Laut Schenkungsvertrag vom 24. Juli 2003 übertrug V dem Kläger von seinen ihm als Gesellschafter der GbR "intern wirtschaftlich und schuldrechtlich" zugeordneten Rechten betreffend die anteilige Beteiligung an der A-GmbH einen Teilanteil von je 149.500 € auf den Kläger und seine beiden Geschwister. Dadurch sollten sich ‑‑wie in Tz II.1. des Vertrags ausgeführt ist‑‑ die anteilige Beteiligung des V auf 222.500 € ermäßigen und die des Klägers auf 350.000 € erhöhen. Nach dem Wortlaut war der Vertrag auf die Änderung der jeweiligen Beteiligung der Gesellschafter und nicht auf eine bloße Einräumung von schuldrechtlichen Rechten am Gesellschaftsanteil des V gerichtet. Dafür sprechen auch die Bestimmungen des neu gefassten Gesellschaftsvertrags. Dort ist in § 4 festgelegt, dass für die Beteiligung der Gesellschafter am Vermögen und Ertrag der GbR die internen schuldrechtlichen und wirtschaftlichen Zuordnungen der beiden Gegenstände des Gesellschaftsvermögens, also die Zuordnungen der Geschäftsanteile an der A-GmbH und an der H-GmbH maßgebend sind. Die Beteiligung des Klägers an der A-GmbH ist mit 350.000 € und die des V mit 222.500 € angegeben. Nach diesen Zuordnungen richten sich sowohl die Beteiligung der Gesellschafter am Vermögen der GbR, insbesondere im Falle der Liquidation der GbR sowie bei der Verteilung des Erlöses im Falle der Veräußerung von Gegenständen des Gesellschaftsvermögens, als auch die Beteiligung der Gesellschafter am Gewinn der GbR.

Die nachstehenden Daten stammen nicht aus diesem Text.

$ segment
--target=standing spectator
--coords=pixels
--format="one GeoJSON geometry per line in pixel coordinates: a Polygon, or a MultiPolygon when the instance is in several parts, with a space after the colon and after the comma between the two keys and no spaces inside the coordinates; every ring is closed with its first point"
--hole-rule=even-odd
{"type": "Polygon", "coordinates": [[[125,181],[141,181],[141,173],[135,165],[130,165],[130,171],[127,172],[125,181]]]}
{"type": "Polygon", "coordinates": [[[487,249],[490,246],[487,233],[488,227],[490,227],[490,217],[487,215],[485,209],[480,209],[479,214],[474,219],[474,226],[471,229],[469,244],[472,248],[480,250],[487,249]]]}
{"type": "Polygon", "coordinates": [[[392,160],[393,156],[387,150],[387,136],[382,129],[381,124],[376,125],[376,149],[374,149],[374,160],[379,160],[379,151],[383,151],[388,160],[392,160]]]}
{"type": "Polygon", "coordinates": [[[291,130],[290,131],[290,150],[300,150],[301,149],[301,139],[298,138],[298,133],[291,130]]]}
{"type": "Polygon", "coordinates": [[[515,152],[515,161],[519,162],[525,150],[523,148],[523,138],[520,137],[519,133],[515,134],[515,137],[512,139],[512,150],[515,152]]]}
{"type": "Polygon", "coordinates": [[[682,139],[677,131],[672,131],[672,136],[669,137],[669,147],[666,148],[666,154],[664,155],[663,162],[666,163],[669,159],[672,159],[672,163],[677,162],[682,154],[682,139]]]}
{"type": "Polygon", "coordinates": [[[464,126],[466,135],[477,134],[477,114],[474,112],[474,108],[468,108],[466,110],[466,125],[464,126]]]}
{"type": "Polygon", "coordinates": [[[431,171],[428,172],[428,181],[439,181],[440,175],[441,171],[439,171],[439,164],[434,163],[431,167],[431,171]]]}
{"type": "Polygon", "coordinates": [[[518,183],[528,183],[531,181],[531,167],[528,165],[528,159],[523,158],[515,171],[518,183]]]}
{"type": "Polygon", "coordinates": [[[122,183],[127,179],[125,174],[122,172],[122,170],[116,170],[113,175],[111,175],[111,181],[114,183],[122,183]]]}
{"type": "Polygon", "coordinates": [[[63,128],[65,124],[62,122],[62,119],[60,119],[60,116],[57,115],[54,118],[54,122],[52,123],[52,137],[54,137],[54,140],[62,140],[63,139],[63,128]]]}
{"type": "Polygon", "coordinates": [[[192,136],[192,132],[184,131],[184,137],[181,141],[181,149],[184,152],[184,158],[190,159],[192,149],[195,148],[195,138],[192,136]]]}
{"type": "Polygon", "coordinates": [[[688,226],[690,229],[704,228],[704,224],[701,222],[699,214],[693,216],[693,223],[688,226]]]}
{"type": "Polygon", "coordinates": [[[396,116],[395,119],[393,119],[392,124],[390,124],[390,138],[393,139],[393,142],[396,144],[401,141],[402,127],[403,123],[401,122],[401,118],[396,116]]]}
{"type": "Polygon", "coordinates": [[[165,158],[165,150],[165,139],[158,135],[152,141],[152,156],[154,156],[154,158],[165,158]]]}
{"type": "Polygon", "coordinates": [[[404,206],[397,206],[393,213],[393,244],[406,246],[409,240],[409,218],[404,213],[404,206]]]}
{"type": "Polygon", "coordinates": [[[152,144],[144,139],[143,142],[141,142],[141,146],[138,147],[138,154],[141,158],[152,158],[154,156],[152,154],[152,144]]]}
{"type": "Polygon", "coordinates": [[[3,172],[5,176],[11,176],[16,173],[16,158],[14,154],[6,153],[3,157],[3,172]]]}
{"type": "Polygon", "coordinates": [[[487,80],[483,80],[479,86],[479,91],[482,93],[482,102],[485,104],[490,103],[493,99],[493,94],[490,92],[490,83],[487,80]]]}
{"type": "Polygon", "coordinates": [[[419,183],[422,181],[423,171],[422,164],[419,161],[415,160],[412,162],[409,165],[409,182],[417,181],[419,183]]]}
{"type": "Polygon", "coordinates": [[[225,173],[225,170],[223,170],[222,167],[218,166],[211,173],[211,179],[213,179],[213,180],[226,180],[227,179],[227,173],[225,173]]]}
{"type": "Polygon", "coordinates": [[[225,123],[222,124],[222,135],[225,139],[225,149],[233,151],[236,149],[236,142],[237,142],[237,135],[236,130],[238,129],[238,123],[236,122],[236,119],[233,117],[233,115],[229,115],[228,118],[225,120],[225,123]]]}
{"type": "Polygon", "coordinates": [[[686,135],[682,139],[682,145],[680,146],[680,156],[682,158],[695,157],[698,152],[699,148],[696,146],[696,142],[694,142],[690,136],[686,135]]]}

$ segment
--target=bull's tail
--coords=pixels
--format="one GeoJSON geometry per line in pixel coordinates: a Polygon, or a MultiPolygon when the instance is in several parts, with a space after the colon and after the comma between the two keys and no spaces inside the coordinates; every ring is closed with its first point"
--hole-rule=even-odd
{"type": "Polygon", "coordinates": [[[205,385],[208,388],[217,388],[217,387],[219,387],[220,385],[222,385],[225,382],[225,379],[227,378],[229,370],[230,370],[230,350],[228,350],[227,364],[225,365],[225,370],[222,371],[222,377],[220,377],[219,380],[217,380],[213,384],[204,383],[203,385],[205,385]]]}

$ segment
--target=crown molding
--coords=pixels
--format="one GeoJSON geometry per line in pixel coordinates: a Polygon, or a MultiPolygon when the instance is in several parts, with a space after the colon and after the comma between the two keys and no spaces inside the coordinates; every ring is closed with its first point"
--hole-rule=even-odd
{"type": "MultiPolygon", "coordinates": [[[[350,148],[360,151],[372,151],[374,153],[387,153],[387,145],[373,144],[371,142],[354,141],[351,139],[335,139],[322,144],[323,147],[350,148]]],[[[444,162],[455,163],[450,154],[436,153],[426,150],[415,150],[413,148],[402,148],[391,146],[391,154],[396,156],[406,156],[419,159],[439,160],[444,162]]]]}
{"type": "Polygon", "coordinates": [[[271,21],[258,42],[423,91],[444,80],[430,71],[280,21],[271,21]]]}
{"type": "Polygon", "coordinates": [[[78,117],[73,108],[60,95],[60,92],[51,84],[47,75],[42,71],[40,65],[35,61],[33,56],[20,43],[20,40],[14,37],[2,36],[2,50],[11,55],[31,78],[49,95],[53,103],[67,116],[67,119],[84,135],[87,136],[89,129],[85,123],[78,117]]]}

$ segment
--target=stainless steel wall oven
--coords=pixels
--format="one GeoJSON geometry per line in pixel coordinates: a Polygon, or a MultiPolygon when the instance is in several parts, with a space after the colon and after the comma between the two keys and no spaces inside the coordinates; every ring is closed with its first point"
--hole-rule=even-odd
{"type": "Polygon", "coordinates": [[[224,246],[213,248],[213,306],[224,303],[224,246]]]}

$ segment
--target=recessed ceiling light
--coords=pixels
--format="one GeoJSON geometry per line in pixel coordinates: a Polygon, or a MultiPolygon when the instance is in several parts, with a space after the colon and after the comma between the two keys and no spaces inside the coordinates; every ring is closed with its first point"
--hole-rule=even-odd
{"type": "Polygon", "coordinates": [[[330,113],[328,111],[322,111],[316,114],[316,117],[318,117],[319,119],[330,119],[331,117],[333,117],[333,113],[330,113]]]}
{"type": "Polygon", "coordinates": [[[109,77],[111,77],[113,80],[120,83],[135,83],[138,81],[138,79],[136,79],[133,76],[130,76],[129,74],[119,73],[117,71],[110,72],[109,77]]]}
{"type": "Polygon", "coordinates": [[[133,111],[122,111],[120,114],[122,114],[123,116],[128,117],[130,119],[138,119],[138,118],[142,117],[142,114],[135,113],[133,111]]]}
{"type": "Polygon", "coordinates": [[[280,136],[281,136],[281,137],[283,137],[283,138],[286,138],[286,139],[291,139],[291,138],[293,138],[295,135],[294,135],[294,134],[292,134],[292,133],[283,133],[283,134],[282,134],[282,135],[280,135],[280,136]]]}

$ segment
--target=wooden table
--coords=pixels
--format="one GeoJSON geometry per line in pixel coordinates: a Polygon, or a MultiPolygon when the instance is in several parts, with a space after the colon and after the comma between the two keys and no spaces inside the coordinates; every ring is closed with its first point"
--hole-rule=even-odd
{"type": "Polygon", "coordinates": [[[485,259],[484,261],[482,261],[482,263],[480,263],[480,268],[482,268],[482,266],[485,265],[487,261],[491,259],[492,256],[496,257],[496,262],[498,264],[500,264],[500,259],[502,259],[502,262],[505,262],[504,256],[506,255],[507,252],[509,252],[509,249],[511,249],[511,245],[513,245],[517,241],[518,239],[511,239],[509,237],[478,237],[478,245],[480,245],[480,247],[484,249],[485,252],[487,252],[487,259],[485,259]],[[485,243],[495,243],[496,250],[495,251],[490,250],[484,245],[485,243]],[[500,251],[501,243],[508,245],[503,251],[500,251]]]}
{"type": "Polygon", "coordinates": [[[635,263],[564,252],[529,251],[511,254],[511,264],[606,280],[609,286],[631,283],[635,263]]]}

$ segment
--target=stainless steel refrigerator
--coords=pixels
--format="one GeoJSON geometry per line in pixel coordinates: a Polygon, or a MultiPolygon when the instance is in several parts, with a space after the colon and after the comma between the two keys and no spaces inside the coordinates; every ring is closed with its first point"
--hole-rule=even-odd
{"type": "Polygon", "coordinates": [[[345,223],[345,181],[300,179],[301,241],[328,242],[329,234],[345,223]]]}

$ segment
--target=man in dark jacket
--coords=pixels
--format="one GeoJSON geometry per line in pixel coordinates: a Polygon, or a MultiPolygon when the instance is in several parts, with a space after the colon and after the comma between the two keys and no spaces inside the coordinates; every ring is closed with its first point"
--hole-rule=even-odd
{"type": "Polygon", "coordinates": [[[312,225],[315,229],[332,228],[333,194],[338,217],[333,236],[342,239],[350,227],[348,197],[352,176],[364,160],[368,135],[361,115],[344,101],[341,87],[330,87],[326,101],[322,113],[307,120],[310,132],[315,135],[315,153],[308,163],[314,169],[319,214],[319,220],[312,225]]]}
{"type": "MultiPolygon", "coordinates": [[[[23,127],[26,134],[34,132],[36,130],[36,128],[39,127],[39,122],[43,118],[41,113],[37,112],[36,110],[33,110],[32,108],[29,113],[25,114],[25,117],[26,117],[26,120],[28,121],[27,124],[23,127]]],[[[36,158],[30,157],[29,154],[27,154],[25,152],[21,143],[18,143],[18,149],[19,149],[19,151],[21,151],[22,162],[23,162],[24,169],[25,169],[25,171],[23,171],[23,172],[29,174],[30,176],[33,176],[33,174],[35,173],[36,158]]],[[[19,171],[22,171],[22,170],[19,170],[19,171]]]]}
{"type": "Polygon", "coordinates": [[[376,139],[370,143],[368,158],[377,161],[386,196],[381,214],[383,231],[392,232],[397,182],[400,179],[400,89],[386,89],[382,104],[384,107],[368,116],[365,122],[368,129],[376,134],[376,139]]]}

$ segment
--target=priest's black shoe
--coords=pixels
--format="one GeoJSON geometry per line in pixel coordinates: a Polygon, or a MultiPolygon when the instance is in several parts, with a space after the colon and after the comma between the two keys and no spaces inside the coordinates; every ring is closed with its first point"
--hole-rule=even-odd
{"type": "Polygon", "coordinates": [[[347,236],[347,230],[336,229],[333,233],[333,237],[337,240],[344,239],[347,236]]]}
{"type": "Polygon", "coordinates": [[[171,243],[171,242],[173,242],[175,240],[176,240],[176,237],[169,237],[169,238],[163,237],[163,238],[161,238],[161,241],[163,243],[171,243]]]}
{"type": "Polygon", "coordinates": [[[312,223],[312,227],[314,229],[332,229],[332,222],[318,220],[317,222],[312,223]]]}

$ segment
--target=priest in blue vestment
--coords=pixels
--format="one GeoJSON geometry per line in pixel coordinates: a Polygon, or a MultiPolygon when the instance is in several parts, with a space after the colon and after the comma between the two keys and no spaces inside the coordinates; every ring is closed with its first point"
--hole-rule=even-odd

Durch die schenkweise Übertragung des Teilanteils in Höhe von 149.500 € wurde dem Kläger ein ‑‑wegen des vorbehaltenen Nießbrauchs‑‑ weiterer Gesellschaftsanteil an der GbR zugewendet. Mit der Übertragung wurde die Gesellschafterstellung des Klägers als solche verstärkt. Eine Erhöhung der Beteiligung des Klägers wird nicht dadurch ausgeschlossen, dass sich V ein beschränktes Nießbrauchsrecht an dem schenkweise übertragenen Teilanteil vorbehalten hat und die Vertragsparteien vereinbart haben, dass der geschenkte Anteil bei der Stimmrechtsverteilung weiterhin dem V zuzurechnen ist.
e) Die freigebige Zuwendung des Anteils an der vermögensverwaltenden GbR unterliegt der Schenkungsteuer.
2. Für den Erwerb des Klägers sind die Steuervergünstigungen des § 13a Abs. 1 und 2 ErbStG nicht zu gewähren.
a) Bei der GbR handelt es sich nicht wie von § 13a Abs. 4 Nr. 1 ErbStG vorausgesetzt um eine Gesellschaft i.S. des § 15 Abs. 1 Satz 1 Nr. 2 und Abs. 3 oder § 18 Abs. 4 des Einkommensteuergesetzes (EStG). Die GbR ist lediglich vermögensverwaltend tätig und erfüllt daher nicht die Voraussetzungen eines Gewerbebetriebs (§ 15 Abs. 2 Satz 1 EStG) oder einer selbständigen Arbeit (§ 18 EStG). Sie ist auch nicht nach § 15 Abs. 3 Nr. 2 Satz 1 EStG gewerblich geprägt; denn bei ihr sind nicht ausschließlich eine oder mehrere Kapitalgesellschaften persönlich haftende Gesellschafter. Vielmehr sind auch V, der Kläger und seine Geschwister persönlich haftende Gesellschafter der GbR.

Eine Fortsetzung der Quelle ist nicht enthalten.